Bu ‘görmüyormuş gibi yapma yetisi’nin pragmatik bir karşılığı olmalı, oluyor da. Her normal/anormal geçişinde yaşanan değişimleri görmezden gelip yaşamına devam edenler sistem tarafından ödüllendiriliyor ve anormalliklere uyum sağlamayı reddedenler dışlanıyor. Sorgulayanlar, anormallikleri dillendirenler cezalandırılıyor. Uyum sağlamayı reddedenler ya başka bir toplumda yaşamlarını sürdürmek için terk ediyor, ya da sosyal bir izolasyonun içine mahkum ediyor kendilerini. Beğenmeyen defolup gitsindi zaten değil mi?

İçinde bulunduğumuz hızlı değişim-kötüleşme sürecinde anormalliklerin hızla normalleşmesi normal sayılıyor. Bu toplumda ruh sağlığımızı korumanın bedeli, anormalin normalleşmesini görmezden gelmek. Uyum süreci için ikinci yöntem olarak,  çoğunluğun salık verdiği üzere ‘içini karartma, kendini düşün’ metoduna başvuruluyor. Toplum bozuldu cümlesinin bir uzantısı bu da. Sorumluluk duygusunu sıfırlayan, bireyin olup biten karşısında ellerini yıkayıp kenara çekilebileceği bencil bir bireycilik.

Baudrillard’ın söylediği gibi bir hipergerçeklikte yaşıyoruz sanki. Okuyup izlediğimiz hiç bir şey sanki gerçekten olmuyormuş gibi, sıra bize gelene kadar yaşanan acıların hiç birini duyumsamamak, izleyici olmak başlı başına gerçeklikten bir kopuş yaratıyor. İzlediğimiz olaylara sanal bir edilgenlikle dahil olmak, hala vicdanlı kalanlar için suni bir teselli olarak tutulmaya devam ediyor.

Delilik Paylaşılır mı?

Anormallikler karşısında kasıtlı bir naiflik içinde olmak, herkes dillendirmekten sıkılmışken anormal olanın hala anormal olduğunu söylemeye devam etmek. Gereksiz görülmek, dışlanmak, cezalandırılmak ya da gönüllü bir izolasyona mal olsa da naifçe olanı olduğu gibi söylemek kıymetli.

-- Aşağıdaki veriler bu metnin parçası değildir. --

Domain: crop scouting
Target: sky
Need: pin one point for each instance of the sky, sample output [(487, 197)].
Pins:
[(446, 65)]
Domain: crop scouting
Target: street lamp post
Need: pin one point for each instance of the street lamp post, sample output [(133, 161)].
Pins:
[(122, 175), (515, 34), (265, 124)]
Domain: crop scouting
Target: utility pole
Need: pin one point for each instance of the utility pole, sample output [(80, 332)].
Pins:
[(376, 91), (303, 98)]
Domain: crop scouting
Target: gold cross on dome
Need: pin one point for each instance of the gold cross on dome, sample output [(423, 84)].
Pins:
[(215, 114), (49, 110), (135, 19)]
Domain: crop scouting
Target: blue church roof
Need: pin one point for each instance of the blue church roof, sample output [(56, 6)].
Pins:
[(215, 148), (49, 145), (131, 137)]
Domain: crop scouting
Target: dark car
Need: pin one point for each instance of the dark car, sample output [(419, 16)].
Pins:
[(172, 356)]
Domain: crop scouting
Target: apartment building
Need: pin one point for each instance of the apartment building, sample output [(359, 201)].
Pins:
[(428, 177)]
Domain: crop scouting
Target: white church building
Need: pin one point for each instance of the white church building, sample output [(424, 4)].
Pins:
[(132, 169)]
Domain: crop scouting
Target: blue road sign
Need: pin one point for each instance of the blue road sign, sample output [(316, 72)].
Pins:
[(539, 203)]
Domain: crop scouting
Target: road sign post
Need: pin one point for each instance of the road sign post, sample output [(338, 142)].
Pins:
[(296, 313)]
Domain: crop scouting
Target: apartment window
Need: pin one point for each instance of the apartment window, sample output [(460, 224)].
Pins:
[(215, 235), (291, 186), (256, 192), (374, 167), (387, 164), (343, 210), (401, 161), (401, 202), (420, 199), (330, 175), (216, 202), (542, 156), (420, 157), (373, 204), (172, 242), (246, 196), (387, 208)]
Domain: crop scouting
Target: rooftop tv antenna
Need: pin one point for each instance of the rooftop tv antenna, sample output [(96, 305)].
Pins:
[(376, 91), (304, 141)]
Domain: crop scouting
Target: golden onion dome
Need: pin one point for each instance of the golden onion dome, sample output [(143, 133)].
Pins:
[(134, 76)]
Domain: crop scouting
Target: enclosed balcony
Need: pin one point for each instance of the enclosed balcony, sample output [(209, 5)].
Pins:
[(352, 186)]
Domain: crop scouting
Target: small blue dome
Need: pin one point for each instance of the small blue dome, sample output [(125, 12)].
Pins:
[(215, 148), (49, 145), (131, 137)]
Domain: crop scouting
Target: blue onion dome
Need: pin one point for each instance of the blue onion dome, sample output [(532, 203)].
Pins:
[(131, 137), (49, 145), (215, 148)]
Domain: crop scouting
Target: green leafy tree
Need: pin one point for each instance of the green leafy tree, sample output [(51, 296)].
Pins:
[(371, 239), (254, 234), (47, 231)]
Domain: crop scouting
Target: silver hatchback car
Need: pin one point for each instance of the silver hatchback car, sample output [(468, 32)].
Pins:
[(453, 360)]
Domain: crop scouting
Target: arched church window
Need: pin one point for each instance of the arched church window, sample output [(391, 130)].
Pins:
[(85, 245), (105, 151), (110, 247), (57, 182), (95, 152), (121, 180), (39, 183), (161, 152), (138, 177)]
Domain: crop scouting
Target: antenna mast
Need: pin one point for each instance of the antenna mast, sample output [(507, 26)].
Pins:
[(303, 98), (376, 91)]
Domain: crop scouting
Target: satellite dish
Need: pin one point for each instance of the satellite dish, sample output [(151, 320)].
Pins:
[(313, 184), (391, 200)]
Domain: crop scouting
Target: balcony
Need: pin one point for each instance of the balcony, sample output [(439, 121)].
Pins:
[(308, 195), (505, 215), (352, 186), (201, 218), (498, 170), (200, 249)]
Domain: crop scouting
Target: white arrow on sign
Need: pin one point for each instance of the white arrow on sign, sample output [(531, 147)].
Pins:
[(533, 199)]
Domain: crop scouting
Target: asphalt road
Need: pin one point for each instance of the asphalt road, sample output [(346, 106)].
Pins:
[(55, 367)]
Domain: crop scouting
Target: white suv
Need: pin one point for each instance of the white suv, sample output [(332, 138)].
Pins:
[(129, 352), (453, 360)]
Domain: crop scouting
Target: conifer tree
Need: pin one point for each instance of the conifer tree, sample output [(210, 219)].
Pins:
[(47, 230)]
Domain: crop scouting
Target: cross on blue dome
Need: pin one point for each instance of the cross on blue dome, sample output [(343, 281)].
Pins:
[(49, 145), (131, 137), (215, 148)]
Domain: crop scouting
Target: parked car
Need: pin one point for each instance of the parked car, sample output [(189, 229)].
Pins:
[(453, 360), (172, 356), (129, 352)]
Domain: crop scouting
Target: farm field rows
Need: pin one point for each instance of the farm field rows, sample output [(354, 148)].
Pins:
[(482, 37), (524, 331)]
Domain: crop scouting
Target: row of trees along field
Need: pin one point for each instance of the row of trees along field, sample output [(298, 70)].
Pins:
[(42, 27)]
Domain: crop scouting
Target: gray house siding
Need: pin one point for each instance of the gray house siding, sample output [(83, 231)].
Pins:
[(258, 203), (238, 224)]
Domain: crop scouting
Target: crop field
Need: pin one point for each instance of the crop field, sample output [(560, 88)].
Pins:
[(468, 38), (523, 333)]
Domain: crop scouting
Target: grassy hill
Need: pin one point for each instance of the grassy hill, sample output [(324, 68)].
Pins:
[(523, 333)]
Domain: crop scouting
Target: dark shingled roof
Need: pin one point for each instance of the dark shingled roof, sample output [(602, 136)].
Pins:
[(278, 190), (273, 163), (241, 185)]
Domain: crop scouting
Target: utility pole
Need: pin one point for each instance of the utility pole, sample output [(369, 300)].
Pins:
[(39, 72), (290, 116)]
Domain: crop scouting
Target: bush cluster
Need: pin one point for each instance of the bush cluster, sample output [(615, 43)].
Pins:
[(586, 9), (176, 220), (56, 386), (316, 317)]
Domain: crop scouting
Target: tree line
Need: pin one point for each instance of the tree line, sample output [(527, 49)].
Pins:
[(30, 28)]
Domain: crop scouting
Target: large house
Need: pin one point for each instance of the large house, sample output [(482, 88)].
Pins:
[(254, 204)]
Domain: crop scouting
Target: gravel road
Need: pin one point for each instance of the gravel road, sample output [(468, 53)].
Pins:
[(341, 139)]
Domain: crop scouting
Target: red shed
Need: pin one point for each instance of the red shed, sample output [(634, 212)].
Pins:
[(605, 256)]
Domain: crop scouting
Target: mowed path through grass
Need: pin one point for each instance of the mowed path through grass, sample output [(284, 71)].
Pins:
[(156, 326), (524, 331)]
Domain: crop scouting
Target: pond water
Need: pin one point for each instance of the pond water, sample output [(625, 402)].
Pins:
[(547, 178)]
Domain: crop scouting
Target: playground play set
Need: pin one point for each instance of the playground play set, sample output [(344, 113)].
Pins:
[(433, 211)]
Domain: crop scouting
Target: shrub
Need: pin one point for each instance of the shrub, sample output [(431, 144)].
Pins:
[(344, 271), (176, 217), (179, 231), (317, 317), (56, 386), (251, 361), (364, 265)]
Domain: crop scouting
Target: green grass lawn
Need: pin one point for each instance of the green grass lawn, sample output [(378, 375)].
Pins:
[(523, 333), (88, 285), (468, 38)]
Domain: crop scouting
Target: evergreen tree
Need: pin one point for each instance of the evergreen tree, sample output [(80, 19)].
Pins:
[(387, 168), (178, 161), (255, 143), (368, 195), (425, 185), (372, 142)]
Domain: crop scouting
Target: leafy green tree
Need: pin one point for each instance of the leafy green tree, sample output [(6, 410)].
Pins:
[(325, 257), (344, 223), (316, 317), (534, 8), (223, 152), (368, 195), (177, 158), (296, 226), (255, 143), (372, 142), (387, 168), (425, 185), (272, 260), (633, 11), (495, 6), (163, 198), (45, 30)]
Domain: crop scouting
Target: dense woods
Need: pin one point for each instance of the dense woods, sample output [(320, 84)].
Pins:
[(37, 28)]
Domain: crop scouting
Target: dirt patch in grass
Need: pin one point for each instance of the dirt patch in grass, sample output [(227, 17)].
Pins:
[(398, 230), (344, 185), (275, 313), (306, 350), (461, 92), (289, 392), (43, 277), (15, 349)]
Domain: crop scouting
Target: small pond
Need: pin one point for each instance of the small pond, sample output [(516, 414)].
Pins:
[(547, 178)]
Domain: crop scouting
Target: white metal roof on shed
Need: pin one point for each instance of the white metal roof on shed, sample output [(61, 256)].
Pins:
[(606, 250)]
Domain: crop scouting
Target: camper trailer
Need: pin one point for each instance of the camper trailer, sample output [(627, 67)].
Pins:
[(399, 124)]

İnsan, bencil bir yıkıcılığa sahip olduğu kadar yapıcı bir sağduyuya da sahip. Hiçbir norm ve yaptırım olmaksızın hür iradesiyle kendisi ve yaşadığı doğayla uyumlu bir hayatı seçebilecek akıl ve vicdanla donatılmış. Aynı zamanda çabuk alışan ve unutan bir varlık insan. Birlikte yaşamak mümkünken bu denli bir akıl tutulmasıyla girdiği yıkıcılık delilikten başka bir şey değil.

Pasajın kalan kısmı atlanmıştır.